Lithiophilic SiO2 nanoparticle pillared MXene nanosheets for stable and dendrite-free lithium metal anodes

Abstract

Lithium metal has been recognized as a promising anode candidate for next-generation rechargeable batteries due to its low chemical potential and high specific capacity, yet it is plagued by poor cycling stability due to the uncontrolled growth of Li dendrites. Herein, we fabricate SiO₂ nanoparticle pillared MXene (Ti₃C₂T_x) composite films through a facile vacuum-assisted self-assembly method, which can serve as stable and dendrite-free Li metal anodes.
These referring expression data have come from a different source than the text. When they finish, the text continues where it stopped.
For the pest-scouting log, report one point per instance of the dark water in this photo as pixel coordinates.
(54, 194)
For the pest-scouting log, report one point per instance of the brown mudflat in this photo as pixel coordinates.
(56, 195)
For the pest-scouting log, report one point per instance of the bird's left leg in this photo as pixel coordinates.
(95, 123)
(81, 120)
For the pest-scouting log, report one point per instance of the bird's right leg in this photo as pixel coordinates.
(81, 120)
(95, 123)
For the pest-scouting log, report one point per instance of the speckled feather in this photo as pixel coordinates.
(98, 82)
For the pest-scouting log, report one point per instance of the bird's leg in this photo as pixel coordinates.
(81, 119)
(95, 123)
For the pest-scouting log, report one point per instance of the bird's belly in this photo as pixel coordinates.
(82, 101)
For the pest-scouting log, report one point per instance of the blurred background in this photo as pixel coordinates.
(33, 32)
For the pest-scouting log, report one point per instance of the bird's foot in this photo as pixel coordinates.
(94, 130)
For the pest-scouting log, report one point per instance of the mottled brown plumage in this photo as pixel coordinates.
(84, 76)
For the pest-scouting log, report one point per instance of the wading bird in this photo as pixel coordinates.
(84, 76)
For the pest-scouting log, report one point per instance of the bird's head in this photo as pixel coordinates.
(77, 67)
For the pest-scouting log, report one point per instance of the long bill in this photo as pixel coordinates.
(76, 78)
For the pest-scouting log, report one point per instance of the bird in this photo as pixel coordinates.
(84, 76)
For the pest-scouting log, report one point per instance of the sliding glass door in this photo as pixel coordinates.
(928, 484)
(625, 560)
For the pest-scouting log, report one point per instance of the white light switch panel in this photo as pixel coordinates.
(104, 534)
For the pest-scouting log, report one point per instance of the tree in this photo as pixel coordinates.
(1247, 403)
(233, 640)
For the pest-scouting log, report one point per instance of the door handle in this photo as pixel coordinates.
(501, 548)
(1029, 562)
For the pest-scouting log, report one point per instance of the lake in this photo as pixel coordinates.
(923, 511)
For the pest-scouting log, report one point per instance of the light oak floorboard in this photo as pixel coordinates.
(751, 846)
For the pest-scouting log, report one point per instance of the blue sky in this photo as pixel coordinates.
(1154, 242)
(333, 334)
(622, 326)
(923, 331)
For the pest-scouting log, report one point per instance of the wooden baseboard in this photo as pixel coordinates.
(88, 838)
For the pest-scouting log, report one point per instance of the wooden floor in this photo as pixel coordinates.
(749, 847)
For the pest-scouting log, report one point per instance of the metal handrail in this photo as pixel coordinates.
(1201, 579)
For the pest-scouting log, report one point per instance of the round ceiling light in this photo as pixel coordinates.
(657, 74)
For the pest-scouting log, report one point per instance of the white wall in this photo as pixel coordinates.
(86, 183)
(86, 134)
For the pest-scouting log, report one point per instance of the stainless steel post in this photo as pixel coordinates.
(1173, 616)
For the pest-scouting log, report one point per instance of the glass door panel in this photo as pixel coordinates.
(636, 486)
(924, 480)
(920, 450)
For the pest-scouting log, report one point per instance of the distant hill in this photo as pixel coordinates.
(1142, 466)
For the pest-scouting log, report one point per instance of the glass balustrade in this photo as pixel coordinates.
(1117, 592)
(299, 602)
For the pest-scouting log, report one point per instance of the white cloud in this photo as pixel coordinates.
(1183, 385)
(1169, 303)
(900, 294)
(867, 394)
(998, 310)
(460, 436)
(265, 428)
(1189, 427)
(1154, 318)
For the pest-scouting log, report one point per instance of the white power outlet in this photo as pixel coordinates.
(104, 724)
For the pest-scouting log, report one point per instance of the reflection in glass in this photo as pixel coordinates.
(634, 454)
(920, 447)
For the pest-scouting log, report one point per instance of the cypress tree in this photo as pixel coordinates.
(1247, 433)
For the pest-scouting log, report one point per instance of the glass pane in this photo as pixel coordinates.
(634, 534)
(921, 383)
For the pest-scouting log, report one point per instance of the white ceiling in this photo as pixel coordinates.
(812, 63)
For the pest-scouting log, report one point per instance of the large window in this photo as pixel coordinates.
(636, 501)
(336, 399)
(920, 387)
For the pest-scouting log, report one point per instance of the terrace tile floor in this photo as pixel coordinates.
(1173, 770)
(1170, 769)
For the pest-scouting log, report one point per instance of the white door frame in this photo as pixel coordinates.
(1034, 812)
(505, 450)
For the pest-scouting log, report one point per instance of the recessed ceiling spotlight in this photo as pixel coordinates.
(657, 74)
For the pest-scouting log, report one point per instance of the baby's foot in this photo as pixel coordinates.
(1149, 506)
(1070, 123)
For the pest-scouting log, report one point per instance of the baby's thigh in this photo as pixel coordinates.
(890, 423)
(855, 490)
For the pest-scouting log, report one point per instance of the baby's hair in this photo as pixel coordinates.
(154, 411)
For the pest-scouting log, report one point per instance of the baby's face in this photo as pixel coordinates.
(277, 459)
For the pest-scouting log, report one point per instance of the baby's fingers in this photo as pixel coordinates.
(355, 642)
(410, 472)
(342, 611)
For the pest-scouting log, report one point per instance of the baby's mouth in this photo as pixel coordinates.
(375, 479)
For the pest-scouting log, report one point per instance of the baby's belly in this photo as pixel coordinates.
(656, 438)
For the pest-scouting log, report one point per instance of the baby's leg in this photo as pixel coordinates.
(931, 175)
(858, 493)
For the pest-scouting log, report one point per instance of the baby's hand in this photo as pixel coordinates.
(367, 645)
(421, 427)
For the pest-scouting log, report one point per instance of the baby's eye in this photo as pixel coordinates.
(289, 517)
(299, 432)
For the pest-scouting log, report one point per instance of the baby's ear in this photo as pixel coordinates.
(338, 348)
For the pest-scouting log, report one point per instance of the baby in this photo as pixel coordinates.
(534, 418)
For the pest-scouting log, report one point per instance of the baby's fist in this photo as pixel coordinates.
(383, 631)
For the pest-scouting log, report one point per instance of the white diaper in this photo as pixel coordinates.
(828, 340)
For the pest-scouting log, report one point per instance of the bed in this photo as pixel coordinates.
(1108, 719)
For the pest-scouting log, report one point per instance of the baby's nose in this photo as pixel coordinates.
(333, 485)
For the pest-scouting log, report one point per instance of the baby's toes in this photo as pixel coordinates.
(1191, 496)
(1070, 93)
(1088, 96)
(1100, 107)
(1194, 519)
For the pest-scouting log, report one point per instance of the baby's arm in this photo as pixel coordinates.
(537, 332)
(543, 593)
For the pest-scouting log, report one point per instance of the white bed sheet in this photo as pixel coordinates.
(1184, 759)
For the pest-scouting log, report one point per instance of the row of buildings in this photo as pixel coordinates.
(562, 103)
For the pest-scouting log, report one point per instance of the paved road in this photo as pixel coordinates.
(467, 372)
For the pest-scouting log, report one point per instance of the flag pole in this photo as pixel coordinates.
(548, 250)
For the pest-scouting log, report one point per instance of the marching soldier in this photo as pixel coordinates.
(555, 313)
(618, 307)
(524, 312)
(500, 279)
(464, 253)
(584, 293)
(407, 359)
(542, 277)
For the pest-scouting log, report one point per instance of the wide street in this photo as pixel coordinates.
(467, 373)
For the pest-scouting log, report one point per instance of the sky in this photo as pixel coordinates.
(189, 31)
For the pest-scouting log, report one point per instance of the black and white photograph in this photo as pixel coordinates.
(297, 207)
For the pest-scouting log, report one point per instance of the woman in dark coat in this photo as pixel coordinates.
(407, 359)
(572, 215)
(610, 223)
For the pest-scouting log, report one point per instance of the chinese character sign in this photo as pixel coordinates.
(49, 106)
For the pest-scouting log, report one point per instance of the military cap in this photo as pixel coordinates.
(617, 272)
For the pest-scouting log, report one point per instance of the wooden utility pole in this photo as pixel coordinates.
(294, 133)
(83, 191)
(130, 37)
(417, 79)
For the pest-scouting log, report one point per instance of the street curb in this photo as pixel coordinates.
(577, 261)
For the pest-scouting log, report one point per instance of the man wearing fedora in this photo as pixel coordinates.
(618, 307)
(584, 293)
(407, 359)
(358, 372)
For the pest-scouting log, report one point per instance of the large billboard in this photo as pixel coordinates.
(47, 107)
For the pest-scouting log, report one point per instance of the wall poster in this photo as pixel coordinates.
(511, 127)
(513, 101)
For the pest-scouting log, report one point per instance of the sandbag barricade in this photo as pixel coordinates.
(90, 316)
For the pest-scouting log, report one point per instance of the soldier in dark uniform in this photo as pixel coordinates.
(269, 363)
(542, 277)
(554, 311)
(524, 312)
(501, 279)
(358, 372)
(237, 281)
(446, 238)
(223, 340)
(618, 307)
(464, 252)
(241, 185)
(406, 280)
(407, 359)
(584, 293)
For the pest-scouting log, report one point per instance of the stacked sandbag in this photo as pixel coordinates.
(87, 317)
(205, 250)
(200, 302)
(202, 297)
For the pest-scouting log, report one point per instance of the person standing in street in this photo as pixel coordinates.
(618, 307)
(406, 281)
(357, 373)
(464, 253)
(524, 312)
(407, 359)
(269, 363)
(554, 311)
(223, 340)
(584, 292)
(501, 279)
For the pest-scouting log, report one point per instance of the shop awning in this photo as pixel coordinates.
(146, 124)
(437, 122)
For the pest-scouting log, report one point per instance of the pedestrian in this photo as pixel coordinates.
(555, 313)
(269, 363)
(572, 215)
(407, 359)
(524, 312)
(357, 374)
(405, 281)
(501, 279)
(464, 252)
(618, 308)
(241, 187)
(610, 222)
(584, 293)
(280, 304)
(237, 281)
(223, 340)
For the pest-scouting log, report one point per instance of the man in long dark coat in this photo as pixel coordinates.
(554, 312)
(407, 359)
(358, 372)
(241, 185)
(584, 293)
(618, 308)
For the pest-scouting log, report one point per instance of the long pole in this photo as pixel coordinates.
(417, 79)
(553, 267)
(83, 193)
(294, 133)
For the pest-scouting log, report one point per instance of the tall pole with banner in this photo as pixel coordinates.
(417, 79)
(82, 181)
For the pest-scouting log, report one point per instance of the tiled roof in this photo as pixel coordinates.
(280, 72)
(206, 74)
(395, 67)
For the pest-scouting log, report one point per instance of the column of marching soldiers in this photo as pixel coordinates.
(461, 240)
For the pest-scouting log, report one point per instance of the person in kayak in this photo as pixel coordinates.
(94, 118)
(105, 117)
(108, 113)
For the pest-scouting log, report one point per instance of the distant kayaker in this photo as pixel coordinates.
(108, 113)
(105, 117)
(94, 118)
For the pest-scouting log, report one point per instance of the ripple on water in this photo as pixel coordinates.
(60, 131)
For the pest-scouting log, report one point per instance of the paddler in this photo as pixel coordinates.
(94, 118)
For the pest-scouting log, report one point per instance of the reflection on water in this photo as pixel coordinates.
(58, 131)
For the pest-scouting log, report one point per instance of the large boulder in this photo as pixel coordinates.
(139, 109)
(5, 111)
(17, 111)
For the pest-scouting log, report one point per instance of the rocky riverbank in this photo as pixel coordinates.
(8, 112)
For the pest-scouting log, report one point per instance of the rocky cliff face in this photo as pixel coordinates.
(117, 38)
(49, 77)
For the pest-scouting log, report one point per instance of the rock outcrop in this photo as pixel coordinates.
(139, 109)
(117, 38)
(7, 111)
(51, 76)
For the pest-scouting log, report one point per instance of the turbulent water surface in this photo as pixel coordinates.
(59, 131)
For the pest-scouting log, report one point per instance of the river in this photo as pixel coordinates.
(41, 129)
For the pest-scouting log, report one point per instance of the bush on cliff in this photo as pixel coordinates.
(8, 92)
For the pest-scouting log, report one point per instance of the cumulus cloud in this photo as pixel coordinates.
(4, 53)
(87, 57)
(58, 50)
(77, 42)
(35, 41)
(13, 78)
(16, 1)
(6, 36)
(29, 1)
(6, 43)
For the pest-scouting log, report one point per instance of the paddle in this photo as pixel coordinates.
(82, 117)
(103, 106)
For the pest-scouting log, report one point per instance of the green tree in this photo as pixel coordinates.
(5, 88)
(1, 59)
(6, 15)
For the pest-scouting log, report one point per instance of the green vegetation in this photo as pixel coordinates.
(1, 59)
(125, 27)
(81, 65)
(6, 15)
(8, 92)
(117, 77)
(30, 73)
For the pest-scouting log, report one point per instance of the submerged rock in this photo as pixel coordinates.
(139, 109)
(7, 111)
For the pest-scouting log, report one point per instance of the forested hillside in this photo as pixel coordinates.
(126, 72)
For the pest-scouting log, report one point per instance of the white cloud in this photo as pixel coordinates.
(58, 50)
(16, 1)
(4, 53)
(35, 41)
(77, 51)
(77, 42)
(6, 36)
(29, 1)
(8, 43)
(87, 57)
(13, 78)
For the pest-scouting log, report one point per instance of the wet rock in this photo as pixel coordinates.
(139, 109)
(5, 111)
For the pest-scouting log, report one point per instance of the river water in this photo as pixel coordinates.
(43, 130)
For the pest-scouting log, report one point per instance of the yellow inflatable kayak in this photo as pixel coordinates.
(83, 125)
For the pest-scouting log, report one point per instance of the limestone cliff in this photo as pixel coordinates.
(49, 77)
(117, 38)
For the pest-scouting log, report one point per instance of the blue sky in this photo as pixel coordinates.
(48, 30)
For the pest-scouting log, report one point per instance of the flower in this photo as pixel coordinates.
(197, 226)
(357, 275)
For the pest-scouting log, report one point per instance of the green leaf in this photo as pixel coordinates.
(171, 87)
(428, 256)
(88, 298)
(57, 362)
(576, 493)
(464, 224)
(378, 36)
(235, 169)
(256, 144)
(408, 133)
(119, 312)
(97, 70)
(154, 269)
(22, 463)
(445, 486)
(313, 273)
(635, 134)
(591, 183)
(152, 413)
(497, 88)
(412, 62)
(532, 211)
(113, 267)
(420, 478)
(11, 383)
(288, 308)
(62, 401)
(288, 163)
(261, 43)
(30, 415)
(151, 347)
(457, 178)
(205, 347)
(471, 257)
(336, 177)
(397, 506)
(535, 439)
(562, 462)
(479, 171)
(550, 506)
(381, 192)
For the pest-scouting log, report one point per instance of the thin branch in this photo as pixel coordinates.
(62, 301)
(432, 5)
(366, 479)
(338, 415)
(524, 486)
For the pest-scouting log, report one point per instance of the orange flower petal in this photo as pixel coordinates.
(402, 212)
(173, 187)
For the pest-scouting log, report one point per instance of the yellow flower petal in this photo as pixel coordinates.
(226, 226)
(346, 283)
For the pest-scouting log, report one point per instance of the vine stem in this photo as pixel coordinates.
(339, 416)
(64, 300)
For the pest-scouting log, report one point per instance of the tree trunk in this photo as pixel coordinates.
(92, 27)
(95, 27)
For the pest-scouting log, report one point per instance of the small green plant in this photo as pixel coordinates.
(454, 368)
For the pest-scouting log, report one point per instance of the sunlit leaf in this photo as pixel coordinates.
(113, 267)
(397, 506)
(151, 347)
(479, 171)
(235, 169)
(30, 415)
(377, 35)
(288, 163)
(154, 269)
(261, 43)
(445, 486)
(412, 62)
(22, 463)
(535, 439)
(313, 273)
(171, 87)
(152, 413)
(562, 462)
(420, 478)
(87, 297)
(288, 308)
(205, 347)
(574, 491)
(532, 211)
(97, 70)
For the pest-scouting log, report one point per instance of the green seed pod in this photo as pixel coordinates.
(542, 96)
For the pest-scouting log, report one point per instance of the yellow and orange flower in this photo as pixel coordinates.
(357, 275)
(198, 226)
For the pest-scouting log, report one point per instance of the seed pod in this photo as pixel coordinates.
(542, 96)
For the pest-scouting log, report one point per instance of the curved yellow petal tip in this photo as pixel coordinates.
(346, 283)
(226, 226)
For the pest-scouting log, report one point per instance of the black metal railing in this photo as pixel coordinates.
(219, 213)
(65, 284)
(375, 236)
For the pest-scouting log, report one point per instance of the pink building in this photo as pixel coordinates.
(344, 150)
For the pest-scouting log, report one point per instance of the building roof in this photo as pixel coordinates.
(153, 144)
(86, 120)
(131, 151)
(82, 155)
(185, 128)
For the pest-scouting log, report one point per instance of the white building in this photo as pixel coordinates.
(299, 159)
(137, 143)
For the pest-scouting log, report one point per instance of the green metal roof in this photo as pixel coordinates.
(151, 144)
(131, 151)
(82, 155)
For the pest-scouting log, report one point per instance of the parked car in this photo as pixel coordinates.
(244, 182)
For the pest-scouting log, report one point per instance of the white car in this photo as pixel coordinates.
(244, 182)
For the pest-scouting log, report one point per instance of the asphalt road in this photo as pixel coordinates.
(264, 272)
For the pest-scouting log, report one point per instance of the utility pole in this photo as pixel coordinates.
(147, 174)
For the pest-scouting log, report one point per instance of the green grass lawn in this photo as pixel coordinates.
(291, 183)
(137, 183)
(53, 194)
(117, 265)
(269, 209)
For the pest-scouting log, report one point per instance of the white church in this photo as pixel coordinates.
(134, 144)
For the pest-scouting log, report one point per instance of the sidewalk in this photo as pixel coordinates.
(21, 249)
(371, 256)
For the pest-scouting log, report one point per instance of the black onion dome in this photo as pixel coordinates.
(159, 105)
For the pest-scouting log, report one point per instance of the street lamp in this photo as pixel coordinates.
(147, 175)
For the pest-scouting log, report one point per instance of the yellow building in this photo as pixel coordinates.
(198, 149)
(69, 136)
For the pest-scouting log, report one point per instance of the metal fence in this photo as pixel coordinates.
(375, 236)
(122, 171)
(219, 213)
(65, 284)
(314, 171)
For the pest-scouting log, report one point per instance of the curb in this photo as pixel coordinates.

The lithiophilic MXene can foster Li nucleation and growth, while the insulating SiO₂ nanoparticles acting as lithiophilic seeds further induce uniform Li nucleation and deposition. The SiO₂ nanoparticles also serve as supporting pillars between the MXene layers which facilitate Li ion transportation and minimize volume shrinkage during delithiation. Li is preferentially deposited into the interior of the MXene/SiO₂ composite film and the flat, dendrite-free, granular Li layer is formed on its surface. Under the synergistic effects of MXene and SiO₂, the MXene/SiO₂/Li anodes demonstrate low Li deposition overpotential, small voltage hysteresis, high coulombic efficiency and low charge transfer resistance. When coupled with an LiFePO₄ cathode, the full cell shows stable voltage polarization and good cyclability. Under fast charging, it retains high-rate capacity and remains stable for 320 cycles at 3C with negligible capacity decay, demonstrating its excellent rate performance.